A 2ª Turma do Supremo Tribunal Federal (STF) retomou nesta semana julgamento que discute a incidência de ICMS sobre o valor total das operações realizadas por meio de "cartão de crédito" oferecido pela C&A Modas a clientes preferenciais no Rio Grande do Sul, entre janeiro de 1981 a outubro de 1986. Porém, a análise da questão foi interrompida por novo pedido de vista, formulado agora pelo ministro Gilmar Mendes. Na sessão de terça-feira, a ministra Cármen Lúcia apresentou seu voto-vista e divergiu do relator, ministro Dias Toffoili, que manifestou-se pelo provimento do recurso do Estado, por entender que o ICMS deve ter como base de cálculo o valor total da operação – incluindo multa e juros decorrentes de inadimplência -, e não somente o preço à vista. Para a ministra, o recurso seria inviável por não conter matéria constitucional. No mérito, caso a questão da inviabilidade do julgamento seja superada pela turma, a ministra também diverge do relator. Cármen Lúcia citou jurisprudência do STF e considerou correto o entendimento do Superior Tribunal de Justiça (STJ) de que, na venda efetuada por cartão de crédito, ocorrem duas operações – a primeira de compra e venda e a segunda, de financiamento.

Justa causa

O Tribunal Superior do Trabalho (TST) rejeitou recurso do Bompreço Supermercados do Nordeste contra decisão que afastou a justa causa de um empacotador que filmou ratos em padaria de uma unidade em Natal (RN).

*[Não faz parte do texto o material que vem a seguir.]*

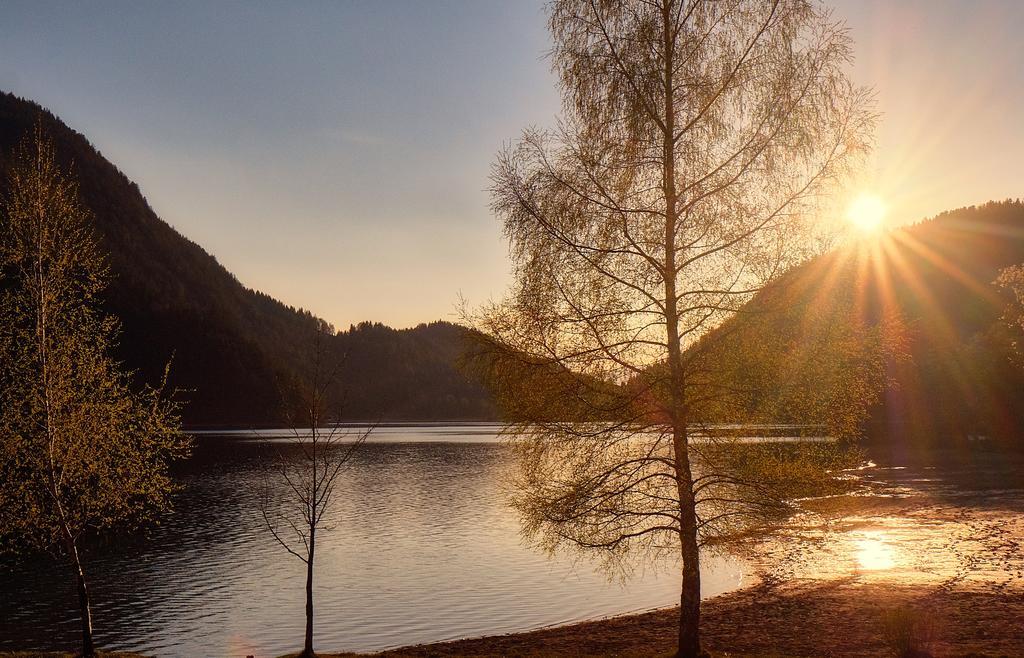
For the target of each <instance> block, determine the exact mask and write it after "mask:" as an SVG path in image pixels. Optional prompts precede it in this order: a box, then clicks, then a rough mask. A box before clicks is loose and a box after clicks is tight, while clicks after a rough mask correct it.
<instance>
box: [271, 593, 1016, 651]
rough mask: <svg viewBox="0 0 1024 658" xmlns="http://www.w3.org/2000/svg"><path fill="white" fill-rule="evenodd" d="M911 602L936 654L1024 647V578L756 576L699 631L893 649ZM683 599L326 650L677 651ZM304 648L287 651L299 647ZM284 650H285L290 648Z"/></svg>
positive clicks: (726, 599) (763, 643)
mask: <svg viewBox="0 0 1024 658" xmlns="http://www.w3.org/2000/svg"><path fill="white" fill-rule="evenodd" d="M904 606H910V607H911V608H912V609H913V610H915V611H916V612H918V614H920V615H921V618H922V619H924V620H925V621H926V623H928V624H929V626H930V628H931V629H932V630H933V631H934V634H935V639H934V644H933V647H932V649H933V655H935V656H955V657H971V658H983V657H984V658H988V657H991V658H995V657H1000V656H1024V627H1022V625H1021V623H1020V620H1021V619H1024V586H1022V587H1017V588H1013V589H1009V588H1004V589H993V590H979V589H976V588H972V587H963V588H957V587H951V588H940V589H936V588H935V587H934V586H931V585H924V584H914V585H907V584H898V583H895V582H864V581H861V580H859V579H857V578H840V579H834V580H824V581H820V580H806V581H799V582H787V583H783V584H765V583H762V584H755V585H752V586H750V587H746V588H743V589H739V590H735V591H732V593H727V594H723V595H720V596H718V597H715V598H713V599H709V600H707V601H706V602H705V607H703V616H702V619H701V633H702V635H703V642H705V647H706V649H708V650H709V651H711V652H712V654H713V655H715V656H730V657H734V658H738V657H739V656H750V657H752V658H753V657H755V656H758V657H764V658H768V657H769V656H771V657H773V658H782V657H784V656H808V657H809V656H835V657H837V658H838V657H842V658H867V657H876V656H886V655H892V654H891V651H890V649H889V646H888V645H887V643H886V640H885V631H884V627H883V618H884V617H883V615H884V614H885V613H886V612H887V611H891V610H896V609H899V608H901V607H904ZM677 620H678V608H664V609H659V610H654V611H650V612H644V613H639V614H631V615H623V616H616V617H608V618H605V619H600V620H595V621H585V622H579V623H574V624H568V625H564V626H554V627H548V628H541V629H538V630H531V631H526V632H518V633H509V634H504V635H486V637H481V638H470V639H465V640H456V641H451V642H442V643H434V644H427V645H415V646H410V647H402V648H399V649H392V650H387V651H382V652H378V653H371V654H357V653H317V655H318V656H321V657H322V658H356V657H364V656H377V657H379V658H445V657H455V656H459V657H467V658H468V657H475V658H484V657H496V658H497V657H499V656H508V657H521V658H526V657H542V656H545V657H547V656H569V657H574V658H597V657H599V656H622V657H630V658H633V657H636V658H639V657H641V656H672V655H673V654H674V652H675V647H676V644H675V643H676V632H677V625H676V624H677ZM295 655H296V654H288V656H295ZM283 658H284V657H283Z"/></svg>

Ele alegou que jamais teve intenção de prejudicar a empresa, mas, ao contrário, de ajudar, tanto que mostrou as imagens exclusivamente para a responsável pela segurança alimentar. O Tribunal Regional do Trabalho (TRT) do Rio Grande do Norte descreveu que as imagens apresentadas pela empresa, extraídas do celular de um dos empregados, mostram um rato no balcão da padaria do supermercado, preso a uma armadilha de cola e enroscado a uma peça de batedeira (batedor). Um dos envolvidos identifica e, "em meio à balbúrdia, liberta o animal, que foge subindo por tubulação, sem interferência de ninguém". O colega que fez o vídeo, em depoimento, contou que a responsável pela segurança alimentar comentou que a empresa gastava muito com a dedetização e pediu que, caso encontrasse algum rato, filmasse para que ela pudesse mostrar à administração. Foi isso que ele fez, mostrando que havia cinco ratos no setor.